You covered in salsa con queso would take care of all of my cravings right now
my bedside table was not meant to hold this many beer bottles.
I am intoxicated and cannot bring you a burrito. However, if you want to bring ME one...
Woke up this morning to my mom on the phone with my dad saying, "It's probably just your prostate." Reasons to move out. Go.
So my date night ended with us watching porn with his roommate.
Dude I reek of $2.50 pitchers, $1 off/pack marlboro cigs, and fear.
Fear?
FEAR.
Do you think he stole that soccer trophy that he gave you for the "best sweater award" from his five year old son?
When I don't want to forget things I put them on my cigs.
C smoking isn't all bad
bad night - i tried for naughty librarian but could only manage to pull off pissed off barrista.
Drunk. But sober enough to know I hate gymnastics.

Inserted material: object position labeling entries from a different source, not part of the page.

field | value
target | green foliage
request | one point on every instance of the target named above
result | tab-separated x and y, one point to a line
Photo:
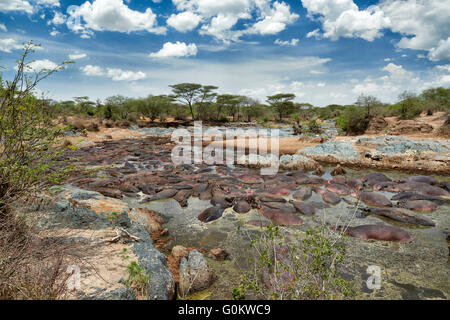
303	269
353	120
282	104
312	127
137	278
28	138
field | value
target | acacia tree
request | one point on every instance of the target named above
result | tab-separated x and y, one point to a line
369	103
153	106
206	100
187	94
282	104
28	137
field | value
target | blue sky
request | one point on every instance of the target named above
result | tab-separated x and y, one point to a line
324	51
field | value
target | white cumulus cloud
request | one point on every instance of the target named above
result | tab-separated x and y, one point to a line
115	74
112	15
185	21
175	50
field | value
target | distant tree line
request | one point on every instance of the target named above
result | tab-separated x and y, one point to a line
202	102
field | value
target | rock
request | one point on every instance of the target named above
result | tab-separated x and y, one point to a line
376	125
218	254
338	150
297	161
195	274
338	170
374	199
179	252
402	215
304	193
409	127
242	206
150	219
211	214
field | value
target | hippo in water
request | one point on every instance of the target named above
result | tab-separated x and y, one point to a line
378	232
408	195
280	216
402	215
328	196
375	177
182	197
211	214
423	179
162	195
420	205
242	206
339	189
374	199
304	208
304	193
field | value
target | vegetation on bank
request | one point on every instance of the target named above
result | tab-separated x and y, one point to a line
202	102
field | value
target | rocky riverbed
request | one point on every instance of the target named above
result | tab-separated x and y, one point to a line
187	217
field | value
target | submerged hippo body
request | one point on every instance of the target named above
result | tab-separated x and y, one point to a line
379	232
420	205
303	194
304	208
162	195
182	197
409	195
374	199
281	217
339	189
403	215
242	206
211	214
375	177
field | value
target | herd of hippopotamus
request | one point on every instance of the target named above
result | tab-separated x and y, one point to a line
147	172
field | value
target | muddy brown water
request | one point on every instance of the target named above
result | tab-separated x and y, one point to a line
416	270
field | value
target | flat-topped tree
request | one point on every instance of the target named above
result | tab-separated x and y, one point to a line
282	103
188	94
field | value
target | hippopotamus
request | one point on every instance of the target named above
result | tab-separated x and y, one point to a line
355	184
268	197
162	195
409	195
374	199
304	208
339	189
182	197
375	177
249	179
378	232
280	206
211	214
402	215
385	185
198	189
310	180
242	206
338	179
328	196
281	217
279	191
423	179
420	205
304	193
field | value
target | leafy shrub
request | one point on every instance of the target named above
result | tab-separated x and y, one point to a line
224	119
353	121
304	270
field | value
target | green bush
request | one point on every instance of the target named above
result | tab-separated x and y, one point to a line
353	121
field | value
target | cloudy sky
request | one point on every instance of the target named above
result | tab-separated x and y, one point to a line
324	51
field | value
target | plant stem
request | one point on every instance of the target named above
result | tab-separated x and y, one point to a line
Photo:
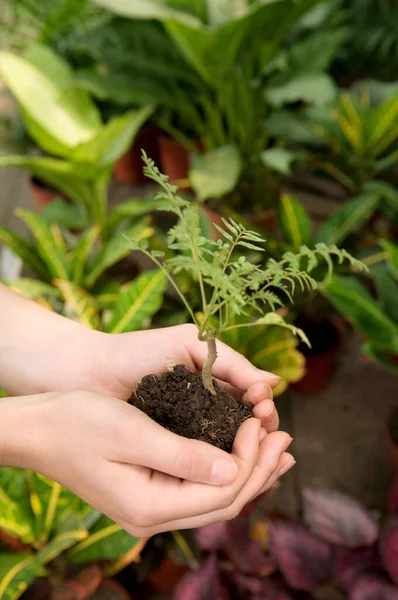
209	362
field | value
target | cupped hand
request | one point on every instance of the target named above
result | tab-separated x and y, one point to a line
122	360
142	476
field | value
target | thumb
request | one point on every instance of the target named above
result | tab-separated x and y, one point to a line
150	445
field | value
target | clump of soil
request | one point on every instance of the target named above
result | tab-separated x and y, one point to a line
178	401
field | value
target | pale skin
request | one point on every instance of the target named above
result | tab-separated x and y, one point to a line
109	453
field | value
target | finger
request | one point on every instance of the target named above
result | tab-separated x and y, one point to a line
230	366
192	499
273	459
143	442
257	392
268	415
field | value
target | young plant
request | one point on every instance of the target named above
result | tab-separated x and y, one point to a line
231	286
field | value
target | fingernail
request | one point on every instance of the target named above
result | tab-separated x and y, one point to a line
224	472
286	468
271	376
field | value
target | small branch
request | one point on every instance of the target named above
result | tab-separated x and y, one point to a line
209	362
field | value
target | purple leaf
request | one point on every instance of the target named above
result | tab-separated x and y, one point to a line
247	554
202	584
393	498
373	587
304	560
339	519
211	537
389	548
350	563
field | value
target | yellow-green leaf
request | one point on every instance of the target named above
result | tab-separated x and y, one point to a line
138	300
117	248
81	253
79	303
17	572
295	222
47	244
25	251
107	541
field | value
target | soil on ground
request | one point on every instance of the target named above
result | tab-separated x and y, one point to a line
178	401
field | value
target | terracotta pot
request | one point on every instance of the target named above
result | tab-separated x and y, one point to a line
129	167
42	195
321	359
166	577
391	436
174	158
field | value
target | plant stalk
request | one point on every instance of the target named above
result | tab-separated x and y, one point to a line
209	362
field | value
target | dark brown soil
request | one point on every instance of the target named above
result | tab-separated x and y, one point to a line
178	401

I have a 16 minute video of you talking about your life. We are calling it your Anthology sponsored by Steel Reserve
For once I am not in the mood. My vagina is good with life at the moment.
The apocalypse has arrived.
I just need to stop hanging out with girls who drink wine coolers.
I just destroyed that poor boy. Picked him up and put him wherever I wanted, it was like the Pride version of Elf on a Shelf.